Among those welcomingly ordinary happenings included museum gallery debuts — including the de Young Museums’ “Obama Portraits,” which included the flora-backed Barack painting so gorgeously created by artist Kehinde Wiley and Michelle’s brushed ode produced by Amy Sherald. The exhibit ran for months, beginning in June, and became one of the museum’s most popular exhibits of 2022.

But for those who missed The Obama Portraits during its run, or are just keen to see one of the paintings again, you’ll have another chance to see Michelle’s towering portrait next month when it shows as part of SFMOMA’s “Amy Sherald: American Sublime.”

The exhibit will celebrate Sherald’s decades-spanning work, spotlighting her portrayals of modern African-American history. It will also be the first-ever museum exhibit dedicated to her various works; more than 40 pieces are expected to be included.
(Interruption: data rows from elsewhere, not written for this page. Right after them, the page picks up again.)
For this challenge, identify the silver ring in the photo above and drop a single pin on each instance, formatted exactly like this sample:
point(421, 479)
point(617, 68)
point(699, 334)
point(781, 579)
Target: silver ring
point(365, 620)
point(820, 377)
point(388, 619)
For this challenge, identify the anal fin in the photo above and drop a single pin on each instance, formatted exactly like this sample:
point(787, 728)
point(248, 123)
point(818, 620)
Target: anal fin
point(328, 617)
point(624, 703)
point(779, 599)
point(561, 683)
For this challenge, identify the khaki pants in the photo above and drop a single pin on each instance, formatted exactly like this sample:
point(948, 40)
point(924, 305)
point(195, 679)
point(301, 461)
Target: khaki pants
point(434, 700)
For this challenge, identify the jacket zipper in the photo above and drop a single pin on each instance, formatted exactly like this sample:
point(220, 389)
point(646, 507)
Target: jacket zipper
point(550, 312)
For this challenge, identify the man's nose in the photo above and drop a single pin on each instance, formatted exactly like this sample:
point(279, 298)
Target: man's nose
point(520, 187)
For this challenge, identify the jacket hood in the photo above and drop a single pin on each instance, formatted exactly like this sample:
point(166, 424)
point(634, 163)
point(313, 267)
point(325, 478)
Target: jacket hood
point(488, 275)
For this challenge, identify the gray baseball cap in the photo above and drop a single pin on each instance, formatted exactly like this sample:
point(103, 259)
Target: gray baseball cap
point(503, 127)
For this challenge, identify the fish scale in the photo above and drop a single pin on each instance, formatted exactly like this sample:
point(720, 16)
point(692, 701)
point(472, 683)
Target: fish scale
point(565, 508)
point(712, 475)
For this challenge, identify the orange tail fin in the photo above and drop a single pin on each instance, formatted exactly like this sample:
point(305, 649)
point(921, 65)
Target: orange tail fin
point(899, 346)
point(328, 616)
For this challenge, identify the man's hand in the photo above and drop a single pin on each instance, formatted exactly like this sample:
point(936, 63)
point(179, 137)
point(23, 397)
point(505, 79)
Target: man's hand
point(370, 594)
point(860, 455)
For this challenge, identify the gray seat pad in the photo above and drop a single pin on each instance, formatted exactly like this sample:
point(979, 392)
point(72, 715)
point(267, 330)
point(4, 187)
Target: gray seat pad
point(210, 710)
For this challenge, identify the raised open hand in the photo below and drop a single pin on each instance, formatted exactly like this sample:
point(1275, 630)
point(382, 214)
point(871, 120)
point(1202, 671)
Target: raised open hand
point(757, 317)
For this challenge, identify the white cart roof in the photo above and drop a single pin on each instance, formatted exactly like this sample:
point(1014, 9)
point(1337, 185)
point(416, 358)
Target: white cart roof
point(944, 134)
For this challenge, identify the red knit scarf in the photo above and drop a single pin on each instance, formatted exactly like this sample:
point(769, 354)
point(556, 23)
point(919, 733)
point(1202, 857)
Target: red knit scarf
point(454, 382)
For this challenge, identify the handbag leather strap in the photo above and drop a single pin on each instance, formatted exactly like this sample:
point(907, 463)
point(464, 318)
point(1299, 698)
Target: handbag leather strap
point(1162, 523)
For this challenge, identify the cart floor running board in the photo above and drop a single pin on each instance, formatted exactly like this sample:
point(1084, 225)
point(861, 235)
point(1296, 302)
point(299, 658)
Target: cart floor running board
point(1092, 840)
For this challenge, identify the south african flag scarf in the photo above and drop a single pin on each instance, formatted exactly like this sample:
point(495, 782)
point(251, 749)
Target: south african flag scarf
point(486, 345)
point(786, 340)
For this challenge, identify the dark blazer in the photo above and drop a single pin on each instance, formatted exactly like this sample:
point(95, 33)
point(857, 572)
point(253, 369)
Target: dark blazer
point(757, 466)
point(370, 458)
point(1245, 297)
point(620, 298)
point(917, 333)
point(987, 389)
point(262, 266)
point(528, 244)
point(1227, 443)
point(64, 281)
While the display will be organized into six different galleries, each around a hyper-specific theme, they all exist under Sherlad’s denominating ethos: “[Art has] got to be about humanity first, and then everything else has to follow.”

Attendees will have an intimate, up-close experience and a window into Sherald’s work that invites commentary and contemplation in tandem. Pieces like “Kingdom” and “outside now” exist as triumphant chronologies into Black Americana — a young Black girl stands tall and proud atop a playground slide; a Black woman lavishly dressed in a fashion reminiscent of the 60s and adorned with a time-specific, larger-than-life pearl necklace exudes opulence, class, and societal prowess — narratives Black Americans were largely excluded from during racial segregation.

The flouncy turquoise dress washes down Breona Taylor like a dreamscape, allowing for dignity and grace to come to our collective shores — things her murder at the hands of Louisville Metro Police officers tried to take away. 

Then there’s Michelle’s “groundbreaking” portrait. The painting is the first commissioned portrait of an American First Lady created and painted by a Black woman — trading traditional, Colonial-era painting methods for more urban contemporary stylings, which made for unlike any others seen in official presidential portraits.

“Amy Sherald: American Sublime” will undoubtedly be one of this fall’s most popular and impactful art exhibits in San Francisco. And it could be years (or more) before Michelle’s iconic portrait comes back to the SF Bay Area for public viewing.